What kind of leader are you? More importantly, which leadership style is going to be most effective for running a small business?
In general, there are about six leadership styles that define the ways in which leaders manage groups of people. When it comes to running a small business, not all of those might work in every situation. There are a few that prove more effective in managing people with different skill sets all working under your organization’s mission while trying to meet certain objectives.

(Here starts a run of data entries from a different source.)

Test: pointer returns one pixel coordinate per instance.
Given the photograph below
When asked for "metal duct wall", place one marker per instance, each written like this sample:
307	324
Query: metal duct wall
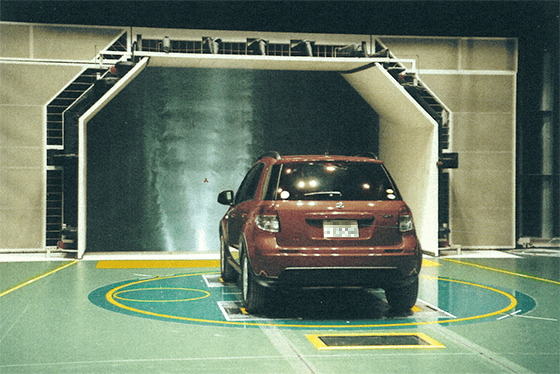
160	152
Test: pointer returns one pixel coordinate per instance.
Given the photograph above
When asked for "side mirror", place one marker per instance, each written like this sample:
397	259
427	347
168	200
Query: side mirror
226	197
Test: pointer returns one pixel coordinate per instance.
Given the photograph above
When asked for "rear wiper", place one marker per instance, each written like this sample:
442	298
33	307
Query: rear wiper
331	193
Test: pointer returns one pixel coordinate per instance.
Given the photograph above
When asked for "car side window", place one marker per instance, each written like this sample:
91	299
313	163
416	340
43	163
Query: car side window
249	186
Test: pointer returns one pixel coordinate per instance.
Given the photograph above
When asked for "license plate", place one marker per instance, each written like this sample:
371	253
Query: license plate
340	228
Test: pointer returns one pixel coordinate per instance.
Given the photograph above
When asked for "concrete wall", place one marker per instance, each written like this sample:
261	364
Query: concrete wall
26	89
476	79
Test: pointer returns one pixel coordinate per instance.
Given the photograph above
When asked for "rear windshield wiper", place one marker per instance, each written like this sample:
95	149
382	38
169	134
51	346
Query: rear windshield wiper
324	193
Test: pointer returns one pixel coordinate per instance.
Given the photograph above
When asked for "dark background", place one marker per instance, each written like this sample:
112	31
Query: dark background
534	23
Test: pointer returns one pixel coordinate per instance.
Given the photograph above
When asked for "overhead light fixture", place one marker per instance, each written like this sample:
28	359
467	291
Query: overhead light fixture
352	50
302	46
211	45
166	45
257	46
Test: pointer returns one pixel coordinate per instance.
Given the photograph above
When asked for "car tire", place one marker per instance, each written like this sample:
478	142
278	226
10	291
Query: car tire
402	299
227	271
253	294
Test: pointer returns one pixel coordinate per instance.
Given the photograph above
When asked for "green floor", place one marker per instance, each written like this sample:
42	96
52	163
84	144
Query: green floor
49	325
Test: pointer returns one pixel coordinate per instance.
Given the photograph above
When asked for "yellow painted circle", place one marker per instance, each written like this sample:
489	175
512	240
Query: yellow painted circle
111	299
116	295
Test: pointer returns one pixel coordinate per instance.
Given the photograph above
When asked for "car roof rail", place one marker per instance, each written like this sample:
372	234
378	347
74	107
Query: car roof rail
367	154
274	154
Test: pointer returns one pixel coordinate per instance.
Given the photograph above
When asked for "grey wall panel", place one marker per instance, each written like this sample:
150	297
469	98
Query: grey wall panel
15	40
160	152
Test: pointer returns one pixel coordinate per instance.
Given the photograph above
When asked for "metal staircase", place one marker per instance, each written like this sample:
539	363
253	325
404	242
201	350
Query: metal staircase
63	113
419	91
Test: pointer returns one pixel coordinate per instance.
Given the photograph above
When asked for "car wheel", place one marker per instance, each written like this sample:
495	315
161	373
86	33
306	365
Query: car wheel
402	299
252	293
227	271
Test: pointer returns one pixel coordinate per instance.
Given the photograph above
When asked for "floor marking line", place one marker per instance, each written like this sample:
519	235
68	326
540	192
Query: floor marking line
502	271
37	278
156	264
110	298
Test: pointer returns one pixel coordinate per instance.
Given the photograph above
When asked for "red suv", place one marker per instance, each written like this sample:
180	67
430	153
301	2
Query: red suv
319	221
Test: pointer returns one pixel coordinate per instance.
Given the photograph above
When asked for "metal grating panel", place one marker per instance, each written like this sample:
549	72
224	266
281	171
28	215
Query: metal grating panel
373	341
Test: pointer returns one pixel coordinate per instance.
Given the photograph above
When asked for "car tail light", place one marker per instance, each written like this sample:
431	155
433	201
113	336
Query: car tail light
405	220
268	223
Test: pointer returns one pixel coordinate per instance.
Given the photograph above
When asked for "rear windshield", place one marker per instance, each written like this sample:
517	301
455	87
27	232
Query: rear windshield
331	181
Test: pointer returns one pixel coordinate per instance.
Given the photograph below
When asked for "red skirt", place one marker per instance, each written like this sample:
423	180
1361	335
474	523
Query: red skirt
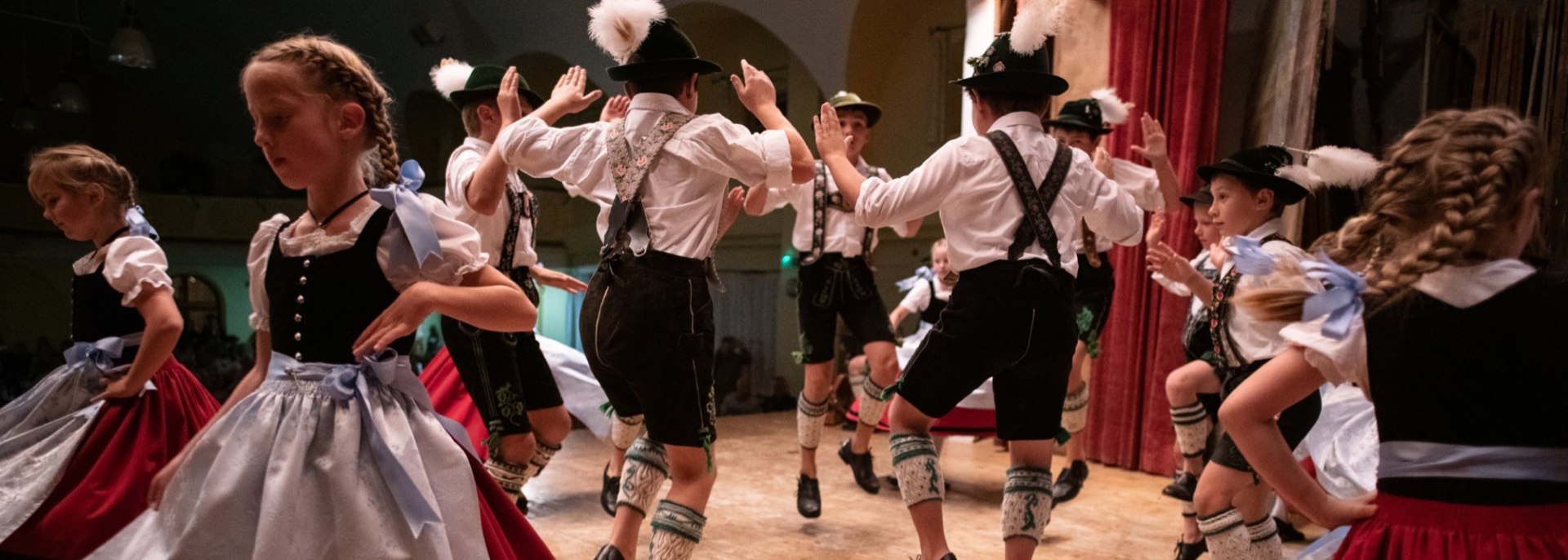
104	485
1407	527
451	399
979	422
507	532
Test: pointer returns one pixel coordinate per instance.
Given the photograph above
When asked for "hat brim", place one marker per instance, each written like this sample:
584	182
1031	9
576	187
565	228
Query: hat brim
1285	189
468	96
1076	124
1024	82
664	68
872	112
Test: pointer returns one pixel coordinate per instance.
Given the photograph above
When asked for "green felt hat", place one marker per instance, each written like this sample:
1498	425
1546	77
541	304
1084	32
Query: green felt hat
845	100
1007	71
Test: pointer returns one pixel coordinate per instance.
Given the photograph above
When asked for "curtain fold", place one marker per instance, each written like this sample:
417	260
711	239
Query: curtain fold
1165	57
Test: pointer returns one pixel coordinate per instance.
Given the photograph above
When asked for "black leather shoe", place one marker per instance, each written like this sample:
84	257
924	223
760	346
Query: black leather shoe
608	493
862	464
1183	487
608	553
1070	482
1288	532
1191	551
808	498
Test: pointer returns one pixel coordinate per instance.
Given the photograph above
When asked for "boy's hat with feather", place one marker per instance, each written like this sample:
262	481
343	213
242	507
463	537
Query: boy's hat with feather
1092	115
644	41
463	83
1017	60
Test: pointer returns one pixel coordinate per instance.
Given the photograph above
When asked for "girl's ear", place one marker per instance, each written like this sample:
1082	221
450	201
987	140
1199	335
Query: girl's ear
95	193
350	120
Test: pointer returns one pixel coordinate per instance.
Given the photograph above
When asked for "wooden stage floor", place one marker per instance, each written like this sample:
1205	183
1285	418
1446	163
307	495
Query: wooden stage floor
751	515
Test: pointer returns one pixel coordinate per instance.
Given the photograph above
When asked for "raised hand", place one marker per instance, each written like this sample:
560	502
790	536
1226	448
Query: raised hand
569	90
1102	162
1156	231
755	88
507	98
830	137
559	280
1155	148
615	109
1165	260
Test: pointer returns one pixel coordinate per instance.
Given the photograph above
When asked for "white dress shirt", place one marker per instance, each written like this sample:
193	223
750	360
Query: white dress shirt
684	192
1142	182
968	185
843	231
492	228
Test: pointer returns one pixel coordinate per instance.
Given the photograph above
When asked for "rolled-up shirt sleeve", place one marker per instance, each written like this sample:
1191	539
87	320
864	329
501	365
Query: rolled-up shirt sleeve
751	158
571	156
921	193
1109	211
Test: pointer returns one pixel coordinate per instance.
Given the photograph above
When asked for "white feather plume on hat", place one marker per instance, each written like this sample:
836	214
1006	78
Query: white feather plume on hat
621	25
1037	20
1112	109
451	78
1343	167
1332	167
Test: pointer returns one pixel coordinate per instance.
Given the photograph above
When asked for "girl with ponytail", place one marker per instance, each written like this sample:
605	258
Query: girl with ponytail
330	446
1452	338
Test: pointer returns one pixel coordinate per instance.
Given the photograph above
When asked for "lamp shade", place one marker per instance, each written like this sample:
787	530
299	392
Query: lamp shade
131	47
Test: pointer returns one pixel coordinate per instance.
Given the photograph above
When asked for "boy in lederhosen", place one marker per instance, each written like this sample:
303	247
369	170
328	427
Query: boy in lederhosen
836	280
504	372
648	318
1010	204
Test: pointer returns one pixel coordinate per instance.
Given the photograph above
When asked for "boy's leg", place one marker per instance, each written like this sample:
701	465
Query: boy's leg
920	473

Here are the three most effective leadership styles for small business owners. Different circumstances often call for different styles of leadership, so keep that in mind as your business grows and thrives.
1. Coaching leadership
Think of what a personal trainer does to help a client reach a fitness goal. They coach them to improve from week to week, in a way. They offer strategies and suggestions for ways a specific routine or task can be performed better, so that someone can, for example, lose 10 pounds in three months. Coaching is its own leadership style, and when it comes to improving performance, it’s the ideal style to adopt.

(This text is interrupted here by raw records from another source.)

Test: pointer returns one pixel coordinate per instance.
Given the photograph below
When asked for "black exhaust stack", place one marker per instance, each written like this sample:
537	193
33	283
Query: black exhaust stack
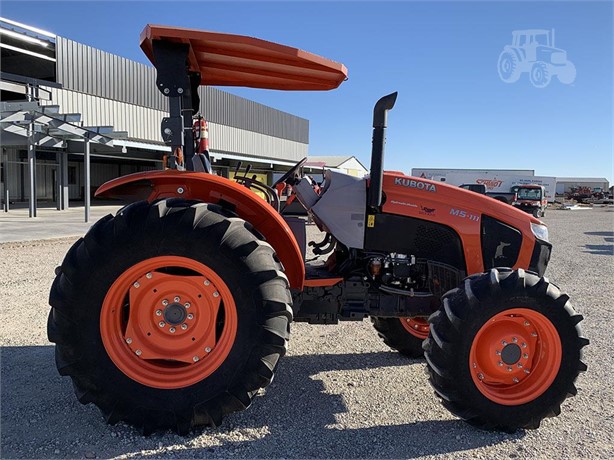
380	115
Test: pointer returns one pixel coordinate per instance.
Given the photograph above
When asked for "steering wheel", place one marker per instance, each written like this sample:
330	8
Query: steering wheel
291	172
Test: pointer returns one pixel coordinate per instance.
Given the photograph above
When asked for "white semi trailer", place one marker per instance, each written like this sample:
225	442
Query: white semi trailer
495	181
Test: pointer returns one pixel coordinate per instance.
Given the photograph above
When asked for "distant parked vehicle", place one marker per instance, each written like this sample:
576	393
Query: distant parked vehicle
533	51
532	199
505	197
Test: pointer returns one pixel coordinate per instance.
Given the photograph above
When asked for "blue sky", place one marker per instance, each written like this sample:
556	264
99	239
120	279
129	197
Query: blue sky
453	110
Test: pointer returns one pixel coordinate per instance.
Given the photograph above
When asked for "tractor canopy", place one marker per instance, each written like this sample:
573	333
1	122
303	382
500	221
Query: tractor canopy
224	59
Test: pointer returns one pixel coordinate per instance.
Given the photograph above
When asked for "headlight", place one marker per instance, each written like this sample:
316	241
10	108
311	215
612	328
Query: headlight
540	231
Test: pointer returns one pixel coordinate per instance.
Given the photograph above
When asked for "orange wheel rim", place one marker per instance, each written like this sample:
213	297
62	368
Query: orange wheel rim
168	322
515	356
418	327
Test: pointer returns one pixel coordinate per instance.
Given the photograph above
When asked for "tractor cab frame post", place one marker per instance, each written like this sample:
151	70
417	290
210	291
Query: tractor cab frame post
175	81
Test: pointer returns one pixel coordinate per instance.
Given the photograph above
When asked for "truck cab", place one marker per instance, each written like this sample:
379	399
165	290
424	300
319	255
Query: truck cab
531	198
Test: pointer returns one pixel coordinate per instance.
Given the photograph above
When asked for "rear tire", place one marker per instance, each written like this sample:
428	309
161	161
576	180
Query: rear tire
403	334
178	265
504	350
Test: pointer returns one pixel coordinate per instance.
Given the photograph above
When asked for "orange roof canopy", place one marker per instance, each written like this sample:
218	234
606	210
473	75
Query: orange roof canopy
236	60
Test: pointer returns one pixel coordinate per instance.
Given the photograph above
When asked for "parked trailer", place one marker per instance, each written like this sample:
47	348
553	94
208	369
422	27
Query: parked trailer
495	181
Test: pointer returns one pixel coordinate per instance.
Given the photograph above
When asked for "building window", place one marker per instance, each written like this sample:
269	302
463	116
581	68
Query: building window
72	175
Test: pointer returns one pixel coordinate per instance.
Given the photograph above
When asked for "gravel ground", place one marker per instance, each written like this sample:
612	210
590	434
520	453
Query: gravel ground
339	393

Coaching leadership centers on one person, a supervisor or boss, teaching and motivating a team or several individuals to improve performance and more effectively meet specific outcomes. This leadership style is results-focused, meaning a coaching leader will help those they are leading set and achieve certain goals related to performance and contributions to the company’s mission as a whole.
When it’s most effective: Use coaching leadership when the success of your business depends on the individual performance of each of your team members. This style is most effective when the process for completing a task isn’t necessarily outlined in specific steps, or outcomes are more predictable. Customer service, for example, is difficult to learn and master when clients have individually specific needs.
When it won’t work: This style won’t work in situations in which tasks do not depend heavily on unique skills. Data entry, for example, is an important component of many organizations. But coaching a team toward outcomes might actually take away from the time they could be spending meeting a certain quota.
2. Authoritative leadership
A military operation is what you might think of when you think of authoritative leadership. This style can be used in a small business setting, under specific circumstances. Under authoritative leadership, things are generally done one way, and one way only. Team members receive instructions and are expected to follow them the way they were trained to do.
Authoritative leadership puts one person, probably you in this case, in control of everything. This leadership style is completely outcomes-focused. An authoritative leader’s job is to make sure things get done a certain way and that they get done well and on time. So instead of monitoring how well an individual is performing in terms of skill and knowledge base, an authoritative leader will constantly check to make sure things are getting done on schedule, and that tasks are being completed correctly.
When it’s most effective: Authoritative leadership is most effective when there is a specific set of processes every person on your team must follow. There are standard operating procedures in place, even for circumstances when things might go wrong. There is less focus on how a task can be completed more efficiently, and a much heavier focus on keeping every team member up to pace.
When it won’t work: This style is least effective in work environments in which team members show up to apply unique skill sets to a more abstract collection of work, such as design. Assuming there is only one way to build something stifles creativity.
3. Democratic leadership
When you think of a democracy, you probably immediately think of group decision-making. In a democracy, everyone’s vote, ideally, counts. It’s the same idea with democratic leadership. A democratic leader creates a work environment in which every person contributes equally to the outcomes of a business. You might be the leader, but you depend on everyone on your team to help you overcome obstacles and meet goals.
Democratic leadership is all about collective decision-making and letting everyone voice their own opinions, ideas and concerns. This creates a team-focused environment in which one person is ultimately in charge, but everyone has a say in the decisions that are made. This encourages each individual to act as a team player, contributing his or her strengths to the cause and allowing others’ strengths to compensate for any weaknesses.
When it’s most effective: Use democratic leadership when the success of your business depends on a group of individuals joining forces to work toward a common goal. Each person is still responsible for doing his or her own job, but that individual effort helps drive the business forward as a whole. As a democratic leader, always make an effort to treat everyone’s opinions and ideas equally.
When it won’t work: This leadership style won’t work well when the decisions that need to be made affect the organization as a whole, such as deciding whether or not to abandon a particular project that isn’t generating enough revenue. Allowing those involved in the project to ‘vote’ against scrapping it doesn’t change the intended outcome.
Leadership is tough. Especially when everyone working for your business comes from different educational and career backgrounds and has different views on how things should be done. In business, everything is always shifting. Within the same business, one leadership style might work well for one particular team or project, but won’t work with another.
This is why a good leader is experienced and aware enough of rapid changes to constantly change the way he or she manages a group of people. You might be more authoritative when trying to meet an important deadline, but can take a more democratic approach when trying to update your brand’s logo or slogan.
What is most important is that you recognize the strengths and weaknesses of your team members, as well as yourself, and how everyone can work in tandem to achieve your organization’s goals.